Garrain stood slowly, listening to the footsteps padding around him, like grawmalkin sizing up their prey. He wasn’t just listening, though. His eyes were covered, but he was far from blind. The song of life came to him with such clarity now, that he could sense each heartbeat, each breath—even the sweat trickling down his opponents’ backs. He could sense the wide, flat platform beneath his feet; it too was alive—part of the enormous redleaf tree that now towered over Redgrove, reaching almost to the high stone ceiling of Dwallondorn. Even the air itself was filled with tiny creatures—invisible to the eyes, but if one listened intently enough, their movement revealed the eddies and currents of the wind.

This is how the whisperers must have seen the world, thought Garrain, remembering the eyeless jailors of Wengarlen. Perhaps their condition hadn’t been the curse he’d always thought it to be.
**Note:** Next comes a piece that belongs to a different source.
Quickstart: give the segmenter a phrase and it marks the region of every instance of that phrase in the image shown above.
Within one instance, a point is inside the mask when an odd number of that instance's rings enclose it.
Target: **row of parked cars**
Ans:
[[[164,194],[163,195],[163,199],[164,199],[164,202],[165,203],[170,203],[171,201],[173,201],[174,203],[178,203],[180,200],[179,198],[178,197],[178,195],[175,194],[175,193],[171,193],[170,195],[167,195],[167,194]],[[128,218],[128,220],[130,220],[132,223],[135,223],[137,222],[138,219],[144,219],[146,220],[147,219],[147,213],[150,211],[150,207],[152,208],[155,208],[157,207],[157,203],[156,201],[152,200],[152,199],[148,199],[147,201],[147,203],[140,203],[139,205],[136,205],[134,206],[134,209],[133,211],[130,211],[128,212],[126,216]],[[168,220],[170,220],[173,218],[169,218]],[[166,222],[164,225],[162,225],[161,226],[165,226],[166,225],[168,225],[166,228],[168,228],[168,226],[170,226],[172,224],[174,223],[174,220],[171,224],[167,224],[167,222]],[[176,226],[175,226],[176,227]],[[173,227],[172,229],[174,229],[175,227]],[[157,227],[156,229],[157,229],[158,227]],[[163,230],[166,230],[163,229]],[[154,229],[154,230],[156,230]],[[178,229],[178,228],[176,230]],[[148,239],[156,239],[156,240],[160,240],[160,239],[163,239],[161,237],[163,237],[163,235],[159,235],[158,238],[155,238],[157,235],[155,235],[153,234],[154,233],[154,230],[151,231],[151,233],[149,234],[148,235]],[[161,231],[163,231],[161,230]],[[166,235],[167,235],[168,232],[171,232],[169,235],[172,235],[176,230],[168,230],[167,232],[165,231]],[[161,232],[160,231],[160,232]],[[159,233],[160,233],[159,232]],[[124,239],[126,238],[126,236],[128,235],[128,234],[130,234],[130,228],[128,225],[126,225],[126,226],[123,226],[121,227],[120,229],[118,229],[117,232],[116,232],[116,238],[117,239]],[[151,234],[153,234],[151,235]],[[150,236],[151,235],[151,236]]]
He stood facing his three opponents: Ornbur, Jodur and Linvi; veteran fighters, all. They came at him simultaneously from different angles, with shield and sword and spear and axe. Garrain felt them draw near; heard the soft whistle of blades cleaving air.

With a powerful kick, he vaulted up and over the dwarrows, planting the roots of his foot on a helmeted head, drawing a curse from its owner. This manoeuvre was needlessly showy. Were his life in peril, he’d have taken a more restrained approach. But in this instance, he was going to draw some extra enjoyment out of the engagement.
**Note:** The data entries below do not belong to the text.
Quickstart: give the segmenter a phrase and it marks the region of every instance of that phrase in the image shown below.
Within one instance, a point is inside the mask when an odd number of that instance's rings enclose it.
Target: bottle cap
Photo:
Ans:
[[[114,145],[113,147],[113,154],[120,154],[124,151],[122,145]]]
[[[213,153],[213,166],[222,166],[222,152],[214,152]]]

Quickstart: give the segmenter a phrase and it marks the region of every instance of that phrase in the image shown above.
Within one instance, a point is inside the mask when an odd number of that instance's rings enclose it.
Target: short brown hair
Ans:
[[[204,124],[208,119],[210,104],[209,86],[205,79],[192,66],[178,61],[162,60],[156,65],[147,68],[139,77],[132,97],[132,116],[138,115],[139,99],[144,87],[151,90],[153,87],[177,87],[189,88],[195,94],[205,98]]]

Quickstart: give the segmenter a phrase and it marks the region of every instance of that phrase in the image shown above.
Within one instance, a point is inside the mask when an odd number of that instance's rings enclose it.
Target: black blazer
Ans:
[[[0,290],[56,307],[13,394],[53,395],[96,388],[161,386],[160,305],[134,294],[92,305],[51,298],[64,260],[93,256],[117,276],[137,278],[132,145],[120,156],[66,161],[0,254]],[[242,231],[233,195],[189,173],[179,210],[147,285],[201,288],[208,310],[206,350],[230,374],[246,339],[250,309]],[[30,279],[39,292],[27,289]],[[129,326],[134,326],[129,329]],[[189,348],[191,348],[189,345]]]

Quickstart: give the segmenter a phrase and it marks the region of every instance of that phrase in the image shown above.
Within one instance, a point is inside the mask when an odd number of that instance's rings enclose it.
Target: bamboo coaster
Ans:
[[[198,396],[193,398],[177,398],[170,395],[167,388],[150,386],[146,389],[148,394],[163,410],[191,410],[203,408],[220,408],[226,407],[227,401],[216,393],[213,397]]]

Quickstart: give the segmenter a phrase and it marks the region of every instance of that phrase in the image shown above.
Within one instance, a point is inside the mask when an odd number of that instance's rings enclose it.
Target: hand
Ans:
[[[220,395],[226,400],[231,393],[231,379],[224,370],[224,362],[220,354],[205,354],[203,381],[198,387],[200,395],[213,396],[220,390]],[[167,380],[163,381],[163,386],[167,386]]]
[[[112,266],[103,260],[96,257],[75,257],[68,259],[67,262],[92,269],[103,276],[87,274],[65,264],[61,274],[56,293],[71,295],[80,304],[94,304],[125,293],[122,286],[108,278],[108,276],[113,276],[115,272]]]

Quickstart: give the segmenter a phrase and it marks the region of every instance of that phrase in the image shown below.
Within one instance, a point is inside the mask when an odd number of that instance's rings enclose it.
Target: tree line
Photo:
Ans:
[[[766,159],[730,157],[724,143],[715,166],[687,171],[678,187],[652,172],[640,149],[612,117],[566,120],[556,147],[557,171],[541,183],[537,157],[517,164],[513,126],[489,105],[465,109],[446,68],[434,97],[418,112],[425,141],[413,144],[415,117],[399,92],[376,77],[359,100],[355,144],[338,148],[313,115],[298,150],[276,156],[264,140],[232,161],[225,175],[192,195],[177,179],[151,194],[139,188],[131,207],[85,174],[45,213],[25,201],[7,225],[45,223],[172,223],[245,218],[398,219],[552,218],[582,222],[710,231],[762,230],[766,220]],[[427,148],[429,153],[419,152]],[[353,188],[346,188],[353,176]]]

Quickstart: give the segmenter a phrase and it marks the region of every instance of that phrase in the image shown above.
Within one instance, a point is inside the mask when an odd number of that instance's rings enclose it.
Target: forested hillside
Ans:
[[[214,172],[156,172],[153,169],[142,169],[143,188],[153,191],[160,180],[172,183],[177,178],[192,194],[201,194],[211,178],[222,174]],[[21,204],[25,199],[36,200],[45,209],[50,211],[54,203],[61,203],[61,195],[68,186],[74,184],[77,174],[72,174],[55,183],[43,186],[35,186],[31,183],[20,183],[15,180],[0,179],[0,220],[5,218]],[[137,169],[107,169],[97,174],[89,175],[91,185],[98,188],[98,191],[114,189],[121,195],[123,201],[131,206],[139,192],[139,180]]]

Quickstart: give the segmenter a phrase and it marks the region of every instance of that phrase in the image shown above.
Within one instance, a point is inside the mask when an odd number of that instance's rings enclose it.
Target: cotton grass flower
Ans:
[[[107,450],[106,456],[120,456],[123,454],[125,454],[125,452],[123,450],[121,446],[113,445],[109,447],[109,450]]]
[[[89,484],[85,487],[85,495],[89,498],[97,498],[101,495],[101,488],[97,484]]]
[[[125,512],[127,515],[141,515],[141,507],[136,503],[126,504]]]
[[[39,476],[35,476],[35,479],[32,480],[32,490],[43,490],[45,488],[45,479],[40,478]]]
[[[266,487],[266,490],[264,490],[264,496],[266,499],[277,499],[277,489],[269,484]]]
Ornbur fell forward, clattering onto one knee as his companions swiped at empty air. Landing neatly behind them, Garrain dropped low and swept the legs out from under Jodur with the butt of his glaive.
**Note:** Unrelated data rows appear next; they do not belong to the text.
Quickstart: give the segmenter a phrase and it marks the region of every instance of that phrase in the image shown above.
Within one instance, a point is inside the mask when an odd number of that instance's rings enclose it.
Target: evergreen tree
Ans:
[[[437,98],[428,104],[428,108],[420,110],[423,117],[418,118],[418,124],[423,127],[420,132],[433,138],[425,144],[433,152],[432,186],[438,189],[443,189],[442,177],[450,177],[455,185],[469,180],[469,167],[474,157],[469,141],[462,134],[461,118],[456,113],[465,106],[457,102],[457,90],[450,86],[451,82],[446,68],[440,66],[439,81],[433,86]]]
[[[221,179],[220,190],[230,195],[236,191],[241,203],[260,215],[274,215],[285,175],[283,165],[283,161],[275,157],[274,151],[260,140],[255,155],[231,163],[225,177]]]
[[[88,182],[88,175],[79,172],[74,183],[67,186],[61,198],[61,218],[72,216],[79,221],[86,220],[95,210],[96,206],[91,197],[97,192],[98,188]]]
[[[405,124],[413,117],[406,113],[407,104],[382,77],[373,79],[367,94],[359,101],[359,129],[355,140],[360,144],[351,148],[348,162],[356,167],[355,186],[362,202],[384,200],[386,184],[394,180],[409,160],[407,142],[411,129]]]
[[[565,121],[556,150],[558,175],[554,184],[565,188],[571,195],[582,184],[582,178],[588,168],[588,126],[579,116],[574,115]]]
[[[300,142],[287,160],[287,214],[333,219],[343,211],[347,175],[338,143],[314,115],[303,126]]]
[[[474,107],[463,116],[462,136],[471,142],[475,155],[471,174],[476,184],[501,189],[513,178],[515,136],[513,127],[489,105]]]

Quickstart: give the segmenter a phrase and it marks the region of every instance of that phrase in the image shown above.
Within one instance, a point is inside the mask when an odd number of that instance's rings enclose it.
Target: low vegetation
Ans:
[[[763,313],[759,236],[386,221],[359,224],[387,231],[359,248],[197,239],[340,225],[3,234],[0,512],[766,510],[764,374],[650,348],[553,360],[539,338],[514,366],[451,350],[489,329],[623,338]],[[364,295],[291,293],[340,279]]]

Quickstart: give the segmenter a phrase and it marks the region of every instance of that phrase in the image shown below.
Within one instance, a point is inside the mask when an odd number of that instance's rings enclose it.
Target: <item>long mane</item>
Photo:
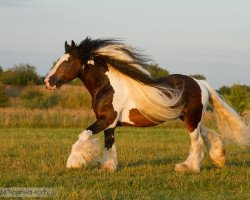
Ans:
[[[116,39],[86,38],[77,46],[83,62],[99,57],[109,71],[125,83],[136,107],[149,120],[160,123],[180,116],[183,87],[173,88],[151,77],[145,69],[150,59]]]

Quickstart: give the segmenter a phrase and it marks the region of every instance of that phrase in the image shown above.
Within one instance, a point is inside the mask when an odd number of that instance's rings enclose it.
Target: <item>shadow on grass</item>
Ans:
[[[139,166],[159,166],[159,165],[169,165],[169,164],[174,164],[176,160],[175,159],[170,159],[170,158],[164,158],[164,159],[157,159],[157,160],[138,160],[135,162],[130,162],[130,163],[120,163],[119,168],[124,169],[127,167],[139,167]]]

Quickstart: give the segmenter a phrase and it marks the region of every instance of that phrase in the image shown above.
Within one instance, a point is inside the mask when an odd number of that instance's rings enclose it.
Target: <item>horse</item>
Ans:
[[[80,44],[65,42],[65,53],[45,78],[55,90],[80,78],[92,97],[96,121],[86,128],[67,159],[67,168],[80,168],[97,161],[100,153],[94,134],[104,131],[102,170],[114,172],[118,161],[114,132],[118,126],[149,127],[180,119],[189,132],[191,145],[187,159],[176,171],[200,172],[206,147],[211,160],[224,166],[223,138],[239,145],[249,143],[250,131],[205,80],[172,74],[154,79],[145,69],[149,59],[121,40],[87,37]],[[217,115],[221,135],[205,127],[202,118],[210,103]]]

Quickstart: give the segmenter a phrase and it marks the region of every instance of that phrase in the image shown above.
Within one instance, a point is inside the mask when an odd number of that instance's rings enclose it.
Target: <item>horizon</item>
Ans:
[[[0,66],[28,63],[45,76],[65,40],[108,37],[143,50],[171,74],[202,74],[215,88],[250,85],[249,9],[242,0],[1,0]]]

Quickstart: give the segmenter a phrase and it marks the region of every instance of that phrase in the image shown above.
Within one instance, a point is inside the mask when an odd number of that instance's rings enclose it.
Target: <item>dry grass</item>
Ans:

The third dwarrow, Linvi, spun about, her shield driving down upon the glaive, attempting to trap it, or knock it out of his hands. Against most other alvari, she’d have succeeded. But the arboreal growths encompassing Garrain’s limbs, among other things, afforded him unnatural strength. The glaive kept going, and instead of disarming him, her ploy only threw her off balance. One swift kick, and she stumbled backward into her fellows.

On a whim, Garrain spun and ran up the tree’s thick trunk, the roots of his feet easily finding purchase against the rough bark. A moment later, he was hanging upside down from the overhead branch, grinning down at the startled dwarrows.

He launched himself at them.

A short time later, he tore aside his blindfold, and reached down to help his fallen foes to their feet.

“You are indeed as skilled as they say,” said Ornbur. “’Twere a good fight. We’ll get you next time.”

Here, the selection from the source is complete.